No relief on service tax refunds
There was also a lot of expectation that the Budget would ease the flow of refund of unutilzed cenvat credit to the services exporters given the fact that hardly anything is flowing out to services exporters, from the refund tap. A simplified scheme for refunds is being introduced by substituting the entire Rule 5 of CCR, 2004. It is proposed that the new scheme would not require the kind of correlation that is needed at present between exports and input services used in such exports. Duties or taxes paid on any goods or services that qualify as inputs or input services will be entitled to be refunded in the ratio of the export turnover to total turnover. Of course, this would benefit IT exporters to a limited extent, though. While the Department cannot insist on a co-relation between the input services and the services that are exported, the fact remains that the Department is not accepting many services as ‘input services’ eligible for refunds. So long this critical issue is not sorted out, one would have to keep his hands crossed, on how the new scheme would actually help the
services exporters in as much as the Department might continue to hold that most services are not ‘input services’ in the first place.

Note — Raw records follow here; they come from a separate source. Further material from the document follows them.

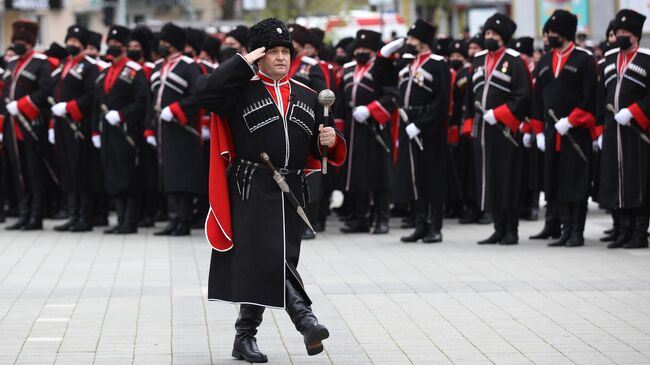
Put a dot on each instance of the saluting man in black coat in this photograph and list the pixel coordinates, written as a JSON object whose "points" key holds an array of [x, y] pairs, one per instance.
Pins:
{"points": [[73, 88], [501, 84], [26, 85], [566, 84], [625, 159], [256, 255], [121, 100], [177, 124], [425, 95]]}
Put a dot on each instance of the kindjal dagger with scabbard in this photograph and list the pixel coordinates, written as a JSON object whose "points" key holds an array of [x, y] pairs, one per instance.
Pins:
{"points": [[573, 142], [635, 128], [28, 127], [284, 187], [71, 124], [503, 130]]}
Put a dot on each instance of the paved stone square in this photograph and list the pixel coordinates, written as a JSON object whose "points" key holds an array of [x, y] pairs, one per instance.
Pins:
{"points": [[102, 299]]}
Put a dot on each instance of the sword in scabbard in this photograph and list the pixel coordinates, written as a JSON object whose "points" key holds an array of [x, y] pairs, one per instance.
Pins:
{"points": [[572, 140], [71, 124], [635, 128], [284, 187], [178, 122], [504, 131], [405, 118]]}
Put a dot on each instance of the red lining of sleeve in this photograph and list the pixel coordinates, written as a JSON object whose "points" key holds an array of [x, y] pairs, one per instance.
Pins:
{"points": [[505, 116], [178, 113], [581, 118], [639, 115], [27, 108], [74, 111], [378, 112]]}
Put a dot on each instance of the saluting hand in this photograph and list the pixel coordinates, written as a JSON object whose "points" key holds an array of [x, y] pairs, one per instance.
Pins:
{"points": [[252, 57], [327, 136]]}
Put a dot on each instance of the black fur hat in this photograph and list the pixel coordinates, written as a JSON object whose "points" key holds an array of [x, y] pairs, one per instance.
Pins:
{"points": [[119, 33], [270, 33], [174, 35], [78, 32], [502, 24], [424, 31], [563, 23], [631, 21], [144, 36]]}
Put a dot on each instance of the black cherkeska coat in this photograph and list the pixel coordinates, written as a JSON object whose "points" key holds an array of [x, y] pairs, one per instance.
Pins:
{"points": [[625, 159], [179, 150], [497, 161], [77, 88], [129, 96], [425, 94], [571, 93], [29, 85], [369, 166], [266, 230]]}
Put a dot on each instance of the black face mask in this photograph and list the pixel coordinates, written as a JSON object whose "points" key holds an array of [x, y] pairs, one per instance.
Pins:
{"points": [[554, 41], [114, 51], [163, 51], [20, 49], [410, 49], [456, 64], [73, 50], [362, 57], [134, 54], [341, 60], [491, 44], [623, 42], [227, 52]]}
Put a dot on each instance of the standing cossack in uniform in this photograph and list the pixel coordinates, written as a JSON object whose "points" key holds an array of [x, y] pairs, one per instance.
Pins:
{"points": [[73, 88], [25, 123], [498, 99], [121, 100], [425, 95], [624, 106], [367, 106], [253, 224], [178, 130], [565, 88]]}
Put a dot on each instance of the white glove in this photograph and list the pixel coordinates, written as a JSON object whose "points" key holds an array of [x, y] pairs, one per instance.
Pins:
{"points": [[489, 117], [152, 141], [562, 126], [600, 142], [391, 47], [361, 113], [412, 130], [59, 109], [528, 140], [12, 108], [623, 116], [97, 141], [541, 141], [205, 133], [166, 114], [113, 117]]}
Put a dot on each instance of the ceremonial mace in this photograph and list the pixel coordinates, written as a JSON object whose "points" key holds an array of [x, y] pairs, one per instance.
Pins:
{"points": [[326, 98]]}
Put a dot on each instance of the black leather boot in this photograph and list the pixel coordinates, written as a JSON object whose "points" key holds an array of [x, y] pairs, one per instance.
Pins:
{"points": [[169, 228], [499, 229], [625, 230], [245, 345], [304, 319]]}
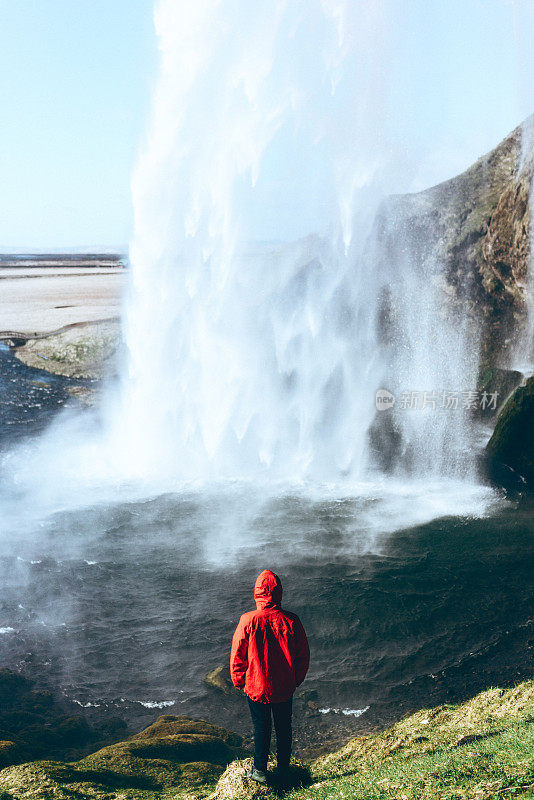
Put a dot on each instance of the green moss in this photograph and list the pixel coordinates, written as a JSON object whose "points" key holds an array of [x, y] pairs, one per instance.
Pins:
{"points": [[512, 441]]}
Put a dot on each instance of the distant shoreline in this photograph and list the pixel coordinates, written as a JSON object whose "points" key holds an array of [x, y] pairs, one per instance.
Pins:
{"points": [[58, 260]]}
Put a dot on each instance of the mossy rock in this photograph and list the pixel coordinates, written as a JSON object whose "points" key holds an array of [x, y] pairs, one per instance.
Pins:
{"points": [[512, 441], [169, 725], [143, 767], [499, 382], [11, 753]]}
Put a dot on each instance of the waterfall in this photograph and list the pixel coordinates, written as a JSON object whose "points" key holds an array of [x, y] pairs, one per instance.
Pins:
{"points": [[253, 358]]}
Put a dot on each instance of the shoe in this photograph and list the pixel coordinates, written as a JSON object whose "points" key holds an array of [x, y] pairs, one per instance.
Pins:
{"points": [[257, 775]]}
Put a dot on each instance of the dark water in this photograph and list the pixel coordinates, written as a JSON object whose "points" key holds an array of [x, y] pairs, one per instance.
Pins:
{"points": [[134, 603]]}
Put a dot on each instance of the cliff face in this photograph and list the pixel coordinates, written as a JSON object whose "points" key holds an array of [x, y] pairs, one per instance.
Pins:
{"points": [[477, 225]]}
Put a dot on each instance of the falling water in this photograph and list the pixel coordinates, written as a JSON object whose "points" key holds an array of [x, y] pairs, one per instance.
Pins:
{"points": [[250, 359]]}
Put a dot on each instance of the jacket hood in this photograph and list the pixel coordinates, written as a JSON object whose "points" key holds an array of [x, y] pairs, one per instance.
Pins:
{"points": [[268, 590]]}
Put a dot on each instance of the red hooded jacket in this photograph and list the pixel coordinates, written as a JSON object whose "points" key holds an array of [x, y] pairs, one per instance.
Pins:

The IT Sector, which is currently pegged at around US$ 70 billion, is projected to increase to over USD 200 billion by 2020. This is India’s most promising industry and perhaps, the only sector in which, India can hope to be a global player. The Budget would seem to have dashed the hopes of this Sector, which was, till very recently, one of the most favourite sectors of the Finance Ministry.
The STPI scheme should see a mass exodus as most units which are registered under the STPI scheme would find it not worthwhile to continue under the scheme. This is especially so in the case of companies which have not imported duty free materials. Though the STPI continues to be the certifying agency for services exports of over USD 25,000- per invoice under the FEMA, most units would find it easier to operate out of the STP scheme, both from an economical as well as, a practical perspective.